"Tetapi seperti kita tahu, setelah amandemen, kedaulatan rakyat diserahkan melalui pemilihan langsung di dua kutub, yakni di parlemen kepada partai politik dan perorangan peserta pemilu, yaitu anggota DPD RI, lalu kepada pasangan presiden dan wakil presiden yang juga dipilih langsung," kata LaNyalla.
Dengan demikian, DPR RI, DPD RI dan Presiden menjadi sejajar. Tetapi ironisnya, kewenangan DPD RI menjadi sangat terbatas, bila dibandingkan dengan Utusan Daerah dan Utusan Golongan di masa lalu. Di mana mereka memiliki kewenangan untuk mengusung dan memilih calon presiden di forum MPR.
"Saat ini, partai politik menjadi satu-satunya instrumen untuk mengusung calon presiden dan wakil presiden yang disodorkan kepada rakyat untuk dipilih," ujar LaNyalla.
Dia mengatakan, kekuasaan yang begitu besar yang dimiliki partai politik, seolah menjadikan partai politik melalui fraksi di DPR RI, adalah satu-satunya penentu wajah dan arah perjalanan bangsa ini.

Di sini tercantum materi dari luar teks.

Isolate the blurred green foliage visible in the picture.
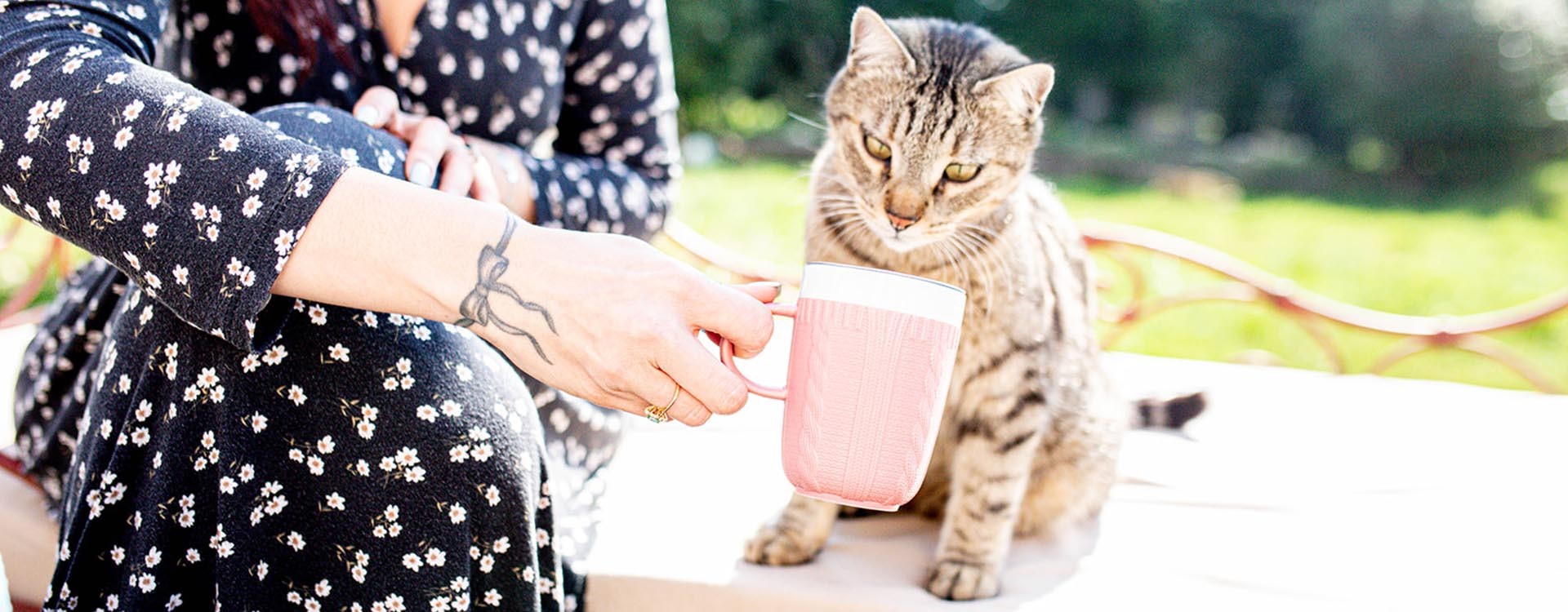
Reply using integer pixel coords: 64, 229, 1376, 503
670, 0, 1568, 191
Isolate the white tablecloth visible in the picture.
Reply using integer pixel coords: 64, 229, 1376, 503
588, 343, 1568, 612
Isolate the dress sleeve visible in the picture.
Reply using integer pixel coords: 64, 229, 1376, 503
523, 0, 680, 238
0, 0, 345, 349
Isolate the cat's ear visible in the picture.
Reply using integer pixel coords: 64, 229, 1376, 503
849, 7, 914, 70
975, 64, 1057, 118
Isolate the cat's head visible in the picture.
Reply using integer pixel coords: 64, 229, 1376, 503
817, 7, 1055, 252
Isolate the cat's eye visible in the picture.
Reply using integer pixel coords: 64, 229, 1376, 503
866, 135, 892, 162
942, 164, 980, 183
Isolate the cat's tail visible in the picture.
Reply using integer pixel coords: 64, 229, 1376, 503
1132, 392, 1209, 429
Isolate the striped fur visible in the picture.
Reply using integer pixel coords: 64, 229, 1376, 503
746, 8, 1130, 600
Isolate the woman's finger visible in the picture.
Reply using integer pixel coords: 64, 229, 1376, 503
702, 280, 784, 358
354, 85, 400, 128
635, 370, 714, 428
469, 145, 500, 203
404, 118, 455, 186
687, 278, 773, 361
657, 338, 746, 415
441, 144, 475, 196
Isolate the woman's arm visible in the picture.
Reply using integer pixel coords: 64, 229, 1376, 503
273, 167, 776, 424
354, 0, 679, 239
0, 0, 773, 424
0, 0, 346, 349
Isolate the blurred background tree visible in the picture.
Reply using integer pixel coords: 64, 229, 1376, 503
670, 0, 1568, 202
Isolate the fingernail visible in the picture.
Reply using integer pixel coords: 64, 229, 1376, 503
408, 162, 436, 186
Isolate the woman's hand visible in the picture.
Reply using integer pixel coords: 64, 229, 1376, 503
460, 224, 777, 426
354, 85, 501, 203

"Dengan kekuasaan itu, salah satunya adalah inisiatif DPR untuk membentuk Undang-Undang Pemilu yang mengatur ambang batas pencalonan presiden.
Dari sinilah persoalan bangsa ini semakin kompleks, karena Presidential Threshold memiliki tiga persoalan mendasar," tegas LaNyala. Karena, lanjut dia, terbukti ambang batas tersebut lebih banyak mudaratnya, ketimbang manfaatnya bagi bangsa dan negara.
Selain membatasi calon-calon pemimpin bangsa, juga tidak derivatif dari konstitusi. Dan lebih parah, terbukti membelah masyarakat dan tidak sejalan dengan aspirasi rakyat.